= Margaret Frost =

Margaret Frost (26 November 1920 - 4 August 2014) was one of 168 women who served as Spitfire pilots in the Air Transport Auxiliary during World War II. She was also the focus of the BBC documentary Spitfire Women.

==Early life==
She was born in Kingston by Sea, Sussex, England. Her parents were Olive Jessie Frost (née Thornton) and Ernest Isaac Frost, a country parson of private means. She had a brother, Ernest Julian, called Bobby.
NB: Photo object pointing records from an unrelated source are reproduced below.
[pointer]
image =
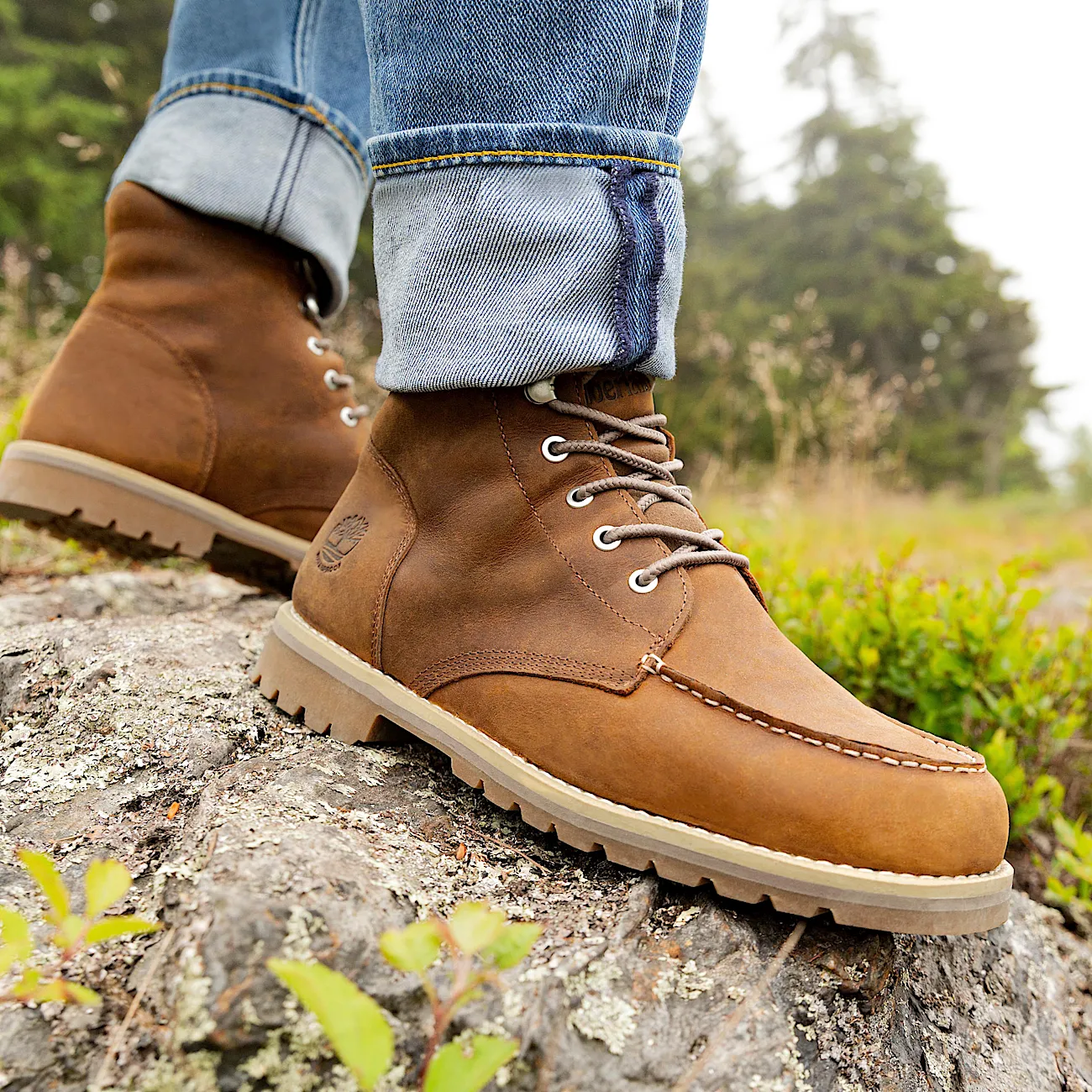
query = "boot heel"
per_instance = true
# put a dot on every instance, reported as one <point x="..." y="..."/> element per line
<point x="65" y="499"/>
<point x="328" y="705"/>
Frost was schooled by a private governess from the age of five until she convinced her parents to send her to boarding school in Bognor Regis when she was eight and a half. When she was 10, her mother took up flying as a hobby at Shoreham field. She started saving all her pocket money as a 10-year-old to fly. Frost got her school certificate at 15, but did not matriculate.

==Flying career==
When the Second World War broke out, Frost applied for subsidized flying lessons but had to wait until she was 18, in November 1938. By then, she had to wait until April 1939. She earned an A license for 15 hours in the air, with five solo. She joined the Civil Air Force in 1939

She wanted to get into the Air Transport Auxiliary's women's ferry pool, but was turned down, so she joined the WRENS. She later applied again, but was told at first that she was too short at 5'3", given the 5'4" requirement, although the authorities relented. But then she ran into health problems and had to delay her training. Eventually, Frost joined the Air Transport Auxiliary on 25 November 1942. She finished her training on a Spitfire and became a ferry pilot. By the time she left the ATA on 30 September 1945, she had flown 537 hours in 22 types of singles and 67 hours in two types of twins.

==Later life==
After the war, Frost worked for the Ministry of Defence, eventually settling in Wales. She died in Aberystwyth in 2014.